Profiles are used to to set extra options for common API calls and are sometimes distinct to a particular API.

Profiles are embedded with a JSON type of notation along with the profiles object for your API calls, for example:

Please note that the value for the profiles field in the code snippets must be enclosed in quotes ("), making it a complete string. For example: { "profiles": "{'TrimSpaces':true, 'PreserveFormattingOnTextExtraction': true}"}

Sample Code

{
 "profiles": "{'TrimSpaces':true, 'PreserveFormattingOnTextExtraction': true}"
}

Generic Profile Options

The following profiles options are not specific to any one particular endpoint.

Standard Parameters

The std\_params within the profiles parameter enables the definition of regular API parameters in a JSON format. This std\_params feature is designed to simplify the process of passing standard parameters and additional options in the profiles parameter for PDF.co API requests.

When using Standard Parameters webhooks can be utilized by setting the callback object with the URL of your choice. However, is is simpler to set the callback object directly - see Webhooks & Callbacks for more.

When std\_params are used in the profiles parameter, if a parameter is duplicated within both std\_params and outside profiles, the value specified in std\_params will overwrite the duplicate value. Therefore if you define a callback object in std\_params then it will overwrite any value you may have defined via the basic callback object!

std\_params Structure

  • Description: Contains key-value pairs of standard parameters that will be used across PDF.co API requests.

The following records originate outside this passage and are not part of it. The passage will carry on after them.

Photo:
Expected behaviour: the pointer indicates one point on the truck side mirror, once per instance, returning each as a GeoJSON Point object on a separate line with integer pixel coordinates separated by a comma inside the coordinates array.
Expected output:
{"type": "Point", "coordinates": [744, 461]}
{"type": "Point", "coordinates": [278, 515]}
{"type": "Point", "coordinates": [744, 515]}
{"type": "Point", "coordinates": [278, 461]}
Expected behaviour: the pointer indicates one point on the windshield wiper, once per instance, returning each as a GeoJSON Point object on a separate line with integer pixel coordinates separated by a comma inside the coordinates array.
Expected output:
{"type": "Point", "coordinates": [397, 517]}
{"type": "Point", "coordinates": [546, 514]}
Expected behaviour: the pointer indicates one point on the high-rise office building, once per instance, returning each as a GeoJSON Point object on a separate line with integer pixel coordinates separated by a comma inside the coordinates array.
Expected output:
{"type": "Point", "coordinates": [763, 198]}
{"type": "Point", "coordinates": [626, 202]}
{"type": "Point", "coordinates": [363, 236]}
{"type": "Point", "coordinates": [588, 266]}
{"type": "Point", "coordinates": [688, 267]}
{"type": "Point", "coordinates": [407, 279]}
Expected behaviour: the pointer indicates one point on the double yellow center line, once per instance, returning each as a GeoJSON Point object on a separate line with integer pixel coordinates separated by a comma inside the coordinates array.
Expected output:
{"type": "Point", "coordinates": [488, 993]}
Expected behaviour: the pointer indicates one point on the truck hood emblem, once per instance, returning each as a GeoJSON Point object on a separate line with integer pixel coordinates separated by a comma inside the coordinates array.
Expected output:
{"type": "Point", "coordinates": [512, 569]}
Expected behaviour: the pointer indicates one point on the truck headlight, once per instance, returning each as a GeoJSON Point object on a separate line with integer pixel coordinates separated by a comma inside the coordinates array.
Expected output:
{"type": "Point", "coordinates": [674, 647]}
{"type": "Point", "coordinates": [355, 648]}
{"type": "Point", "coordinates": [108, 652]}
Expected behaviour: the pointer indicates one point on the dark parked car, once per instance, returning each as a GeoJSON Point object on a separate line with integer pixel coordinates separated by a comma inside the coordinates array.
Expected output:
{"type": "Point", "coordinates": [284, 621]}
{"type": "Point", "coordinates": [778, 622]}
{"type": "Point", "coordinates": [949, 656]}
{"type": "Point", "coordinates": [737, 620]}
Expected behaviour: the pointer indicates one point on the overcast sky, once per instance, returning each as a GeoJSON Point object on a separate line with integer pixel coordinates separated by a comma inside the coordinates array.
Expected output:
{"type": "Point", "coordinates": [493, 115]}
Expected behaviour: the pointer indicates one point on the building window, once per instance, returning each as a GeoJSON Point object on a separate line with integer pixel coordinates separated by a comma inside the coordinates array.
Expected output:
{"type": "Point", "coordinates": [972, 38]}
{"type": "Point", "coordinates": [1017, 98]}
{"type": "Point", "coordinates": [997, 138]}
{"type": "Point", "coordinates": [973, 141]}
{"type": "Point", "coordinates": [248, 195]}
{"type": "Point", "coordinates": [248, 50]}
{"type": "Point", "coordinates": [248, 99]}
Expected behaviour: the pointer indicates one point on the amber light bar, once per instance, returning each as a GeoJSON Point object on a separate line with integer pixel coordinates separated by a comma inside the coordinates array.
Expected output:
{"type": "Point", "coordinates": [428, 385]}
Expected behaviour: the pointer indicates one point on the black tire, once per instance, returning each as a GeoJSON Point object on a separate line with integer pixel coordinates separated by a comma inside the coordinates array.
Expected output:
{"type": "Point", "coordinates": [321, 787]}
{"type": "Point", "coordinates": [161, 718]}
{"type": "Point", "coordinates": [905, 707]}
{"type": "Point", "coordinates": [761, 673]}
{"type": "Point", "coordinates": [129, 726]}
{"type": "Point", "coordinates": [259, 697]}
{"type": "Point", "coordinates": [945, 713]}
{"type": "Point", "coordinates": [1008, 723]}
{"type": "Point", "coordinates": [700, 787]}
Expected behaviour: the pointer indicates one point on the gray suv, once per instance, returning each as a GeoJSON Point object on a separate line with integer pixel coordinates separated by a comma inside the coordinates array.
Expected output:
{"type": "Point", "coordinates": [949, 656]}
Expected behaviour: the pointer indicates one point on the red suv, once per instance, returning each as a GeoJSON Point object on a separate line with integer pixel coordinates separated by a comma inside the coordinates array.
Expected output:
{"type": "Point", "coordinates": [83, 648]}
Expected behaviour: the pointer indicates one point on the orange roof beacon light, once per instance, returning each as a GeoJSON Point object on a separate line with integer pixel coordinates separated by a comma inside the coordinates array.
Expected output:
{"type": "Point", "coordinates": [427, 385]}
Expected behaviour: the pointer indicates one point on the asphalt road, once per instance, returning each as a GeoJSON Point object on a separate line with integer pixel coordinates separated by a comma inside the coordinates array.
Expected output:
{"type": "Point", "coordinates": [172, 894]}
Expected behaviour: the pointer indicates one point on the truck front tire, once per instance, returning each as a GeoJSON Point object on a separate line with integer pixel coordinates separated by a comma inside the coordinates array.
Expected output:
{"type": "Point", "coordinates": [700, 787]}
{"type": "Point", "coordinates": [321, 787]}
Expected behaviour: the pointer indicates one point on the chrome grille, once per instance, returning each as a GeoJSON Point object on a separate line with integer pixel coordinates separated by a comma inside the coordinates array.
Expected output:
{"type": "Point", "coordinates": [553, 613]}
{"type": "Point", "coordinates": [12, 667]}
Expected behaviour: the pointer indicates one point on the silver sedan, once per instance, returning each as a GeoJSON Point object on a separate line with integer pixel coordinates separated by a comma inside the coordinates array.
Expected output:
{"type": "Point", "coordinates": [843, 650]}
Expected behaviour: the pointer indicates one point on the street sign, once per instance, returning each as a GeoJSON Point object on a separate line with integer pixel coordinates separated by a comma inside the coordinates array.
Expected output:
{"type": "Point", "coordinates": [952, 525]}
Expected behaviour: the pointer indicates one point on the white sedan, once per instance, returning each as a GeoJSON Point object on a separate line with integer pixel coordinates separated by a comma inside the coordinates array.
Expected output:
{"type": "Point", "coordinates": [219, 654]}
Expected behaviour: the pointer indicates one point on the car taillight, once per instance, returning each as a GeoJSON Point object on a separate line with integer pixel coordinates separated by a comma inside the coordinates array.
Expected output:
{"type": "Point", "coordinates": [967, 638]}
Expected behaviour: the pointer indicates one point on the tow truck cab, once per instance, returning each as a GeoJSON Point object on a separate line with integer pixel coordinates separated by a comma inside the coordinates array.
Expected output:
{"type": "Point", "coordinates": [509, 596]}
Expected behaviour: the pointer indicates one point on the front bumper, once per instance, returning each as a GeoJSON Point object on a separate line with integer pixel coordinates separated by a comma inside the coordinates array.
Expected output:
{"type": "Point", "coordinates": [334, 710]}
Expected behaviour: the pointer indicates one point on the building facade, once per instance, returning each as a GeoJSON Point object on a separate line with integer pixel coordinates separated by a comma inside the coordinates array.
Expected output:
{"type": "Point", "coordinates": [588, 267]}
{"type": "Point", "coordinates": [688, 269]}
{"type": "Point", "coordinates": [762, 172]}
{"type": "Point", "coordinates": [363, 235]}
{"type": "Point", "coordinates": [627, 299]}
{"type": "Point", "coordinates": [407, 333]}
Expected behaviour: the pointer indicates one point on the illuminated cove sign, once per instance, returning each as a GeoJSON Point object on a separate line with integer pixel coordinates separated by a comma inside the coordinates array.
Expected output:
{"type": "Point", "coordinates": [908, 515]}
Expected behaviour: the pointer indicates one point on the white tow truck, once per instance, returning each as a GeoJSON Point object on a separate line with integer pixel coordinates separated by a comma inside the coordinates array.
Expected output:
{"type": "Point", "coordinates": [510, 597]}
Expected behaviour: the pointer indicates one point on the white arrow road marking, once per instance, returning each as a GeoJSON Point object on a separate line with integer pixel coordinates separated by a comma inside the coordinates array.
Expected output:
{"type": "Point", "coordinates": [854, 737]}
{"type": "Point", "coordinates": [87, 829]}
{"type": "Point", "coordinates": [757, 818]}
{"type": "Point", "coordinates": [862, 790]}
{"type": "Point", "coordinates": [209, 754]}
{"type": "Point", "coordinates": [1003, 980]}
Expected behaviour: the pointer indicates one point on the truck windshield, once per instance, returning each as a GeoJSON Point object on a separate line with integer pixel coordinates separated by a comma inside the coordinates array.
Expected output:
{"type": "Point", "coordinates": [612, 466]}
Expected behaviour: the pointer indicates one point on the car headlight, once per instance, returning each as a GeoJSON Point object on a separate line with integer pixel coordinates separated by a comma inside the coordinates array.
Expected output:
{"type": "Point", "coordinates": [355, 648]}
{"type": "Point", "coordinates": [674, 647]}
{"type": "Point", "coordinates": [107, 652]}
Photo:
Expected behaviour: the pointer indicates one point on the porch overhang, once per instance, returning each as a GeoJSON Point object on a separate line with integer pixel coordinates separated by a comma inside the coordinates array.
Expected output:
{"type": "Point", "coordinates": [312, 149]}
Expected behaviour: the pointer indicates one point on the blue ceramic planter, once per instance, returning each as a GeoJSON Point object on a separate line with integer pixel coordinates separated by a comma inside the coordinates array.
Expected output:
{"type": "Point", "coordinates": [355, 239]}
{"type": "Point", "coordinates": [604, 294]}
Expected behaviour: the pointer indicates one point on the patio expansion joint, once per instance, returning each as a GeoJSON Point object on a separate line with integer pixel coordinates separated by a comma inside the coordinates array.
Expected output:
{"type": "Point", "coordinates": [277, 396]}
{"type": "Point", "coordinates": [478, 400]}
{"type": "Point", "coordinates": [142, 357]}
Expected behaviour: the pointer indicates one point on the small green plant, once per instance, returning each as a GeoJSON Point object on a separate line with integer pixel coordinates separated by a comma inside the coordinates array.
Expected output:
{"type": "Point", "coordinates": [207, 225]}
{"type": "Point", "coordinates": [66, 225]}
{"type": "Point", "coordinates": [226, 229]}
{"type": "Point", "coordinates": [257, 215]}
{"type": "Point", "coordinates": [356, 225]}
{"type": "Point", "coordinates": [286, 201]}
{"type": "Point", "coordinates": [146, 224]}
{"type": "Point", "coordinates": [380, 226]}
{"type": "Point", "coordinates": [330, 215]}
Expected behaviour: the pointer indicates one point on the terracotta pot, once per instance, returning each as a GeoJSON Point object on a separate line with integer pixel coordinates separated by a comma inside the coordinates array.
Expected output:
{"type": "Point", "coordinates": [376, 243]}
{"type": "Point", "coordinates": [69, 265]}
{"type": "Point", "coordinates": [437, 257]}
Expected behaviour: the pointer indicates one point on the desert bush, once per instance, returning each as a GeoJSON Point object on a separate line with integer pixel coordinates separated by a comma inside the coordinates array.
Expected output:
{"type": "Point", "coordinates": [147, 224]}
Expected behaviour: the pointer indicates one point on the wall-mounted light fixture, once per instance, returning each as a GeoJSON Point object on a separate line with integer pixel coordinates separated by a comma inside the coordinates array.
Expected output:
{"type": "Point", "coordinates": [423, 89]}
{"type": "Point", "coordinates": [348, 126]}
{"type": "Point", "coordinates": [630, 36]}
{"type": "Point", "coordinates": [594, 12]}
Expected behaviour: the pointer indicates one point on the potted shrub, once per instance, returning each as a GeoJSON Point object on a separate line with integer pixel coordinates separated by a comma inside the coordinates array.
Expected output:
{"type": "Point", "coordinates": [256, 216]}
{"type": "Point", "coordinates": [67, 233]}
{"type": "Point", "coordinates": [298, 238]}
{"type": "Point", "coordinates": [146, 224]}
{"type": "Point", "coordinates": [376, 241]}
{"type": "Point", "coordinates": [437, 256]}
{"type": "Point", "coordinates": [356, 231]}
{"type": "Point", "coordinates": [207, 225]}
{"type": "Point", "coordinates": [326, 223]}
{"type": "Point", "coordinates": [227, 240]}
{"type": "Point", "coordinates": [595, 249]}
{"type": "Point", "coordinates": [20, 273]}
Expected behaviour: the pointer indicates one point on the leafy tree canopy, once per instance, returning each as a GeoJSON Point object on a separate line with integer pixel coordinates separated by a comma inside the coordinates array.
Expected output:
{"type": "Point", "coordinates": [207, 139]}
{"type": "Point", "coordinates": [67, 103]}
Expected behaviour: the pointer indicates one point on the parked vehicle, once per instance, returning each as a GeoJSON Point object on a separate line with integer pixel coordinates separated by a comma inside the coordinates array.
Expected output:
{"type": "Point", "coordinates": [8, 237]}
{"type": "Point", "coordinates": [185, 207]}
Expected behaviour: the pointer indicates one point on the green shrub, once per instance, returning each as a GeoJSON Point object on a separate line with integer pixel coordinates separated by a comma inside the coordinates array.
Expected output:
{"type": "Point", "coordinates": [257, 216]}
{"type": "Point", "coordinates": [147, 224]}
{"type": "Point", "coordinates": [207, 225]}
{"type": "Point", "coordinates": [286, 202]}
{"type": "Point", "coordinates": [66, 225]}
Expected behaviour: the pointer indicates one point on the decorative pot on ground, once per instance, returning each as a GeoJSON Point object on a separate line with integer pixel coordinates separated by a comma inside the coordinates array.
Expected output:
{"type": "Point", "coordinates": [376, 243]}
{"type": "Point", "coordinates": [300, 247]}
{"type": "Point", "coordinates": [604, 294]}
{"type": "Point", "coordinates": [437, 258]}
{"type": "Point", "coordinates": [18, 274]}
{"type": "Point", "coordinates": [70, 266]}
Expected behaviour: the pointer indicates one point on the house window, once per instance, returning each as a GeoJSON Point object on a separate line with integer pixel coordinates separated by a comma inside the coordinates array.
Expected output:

  • Type: JSON Object (passed as a string)

  • Example:

{
 "profiles": "{'std\_params': {'callback': 'webhook\_url'}}"
}

Practical Application

Using the std\_params profile, you can define a set of standard parameters and configurations that will be consistently applied across your PDF.co API requests. This approach is particularly beneficial when using automation platforms like Zapier, Make, and others, where the number of parameters you can pass directly is limited.

Complete Request Example

Here is a complete example illustrating the use of the std\_params profile with other parameters:

/pdf/convert/to/text

{
 "url": "https://pdfco-test-files.s3.us-west-2.amazonaws.com/pdf-to-text/sample.pdf",
 "inline": true,
 "profiles": "{'std\_params': {'callback': 'webhook\_url', 'async': true}, 'ExtractShadowLikeText': false, 'ExtractColumnByColumn': true, 'OCRMode': 'Auto'}}",
 "TrimSpaces": true,
 "PreserveFormattingOnTextExtraction": true
}

Output as Base64

If you require your output as base64 use the following:

{
 "profiles": "{ 'outputDataFormat': 'base64' }"
}
This output data format is supported by endpoints that generate binary files - PDF and images. The output is accessible via a generated link and the file under the link is in a base64-encoded text format.

Converting PDFs

There are a variety of profiles options which can be set when converting from PDF to other documents. These profiles control how to extract the information from the source PDF file.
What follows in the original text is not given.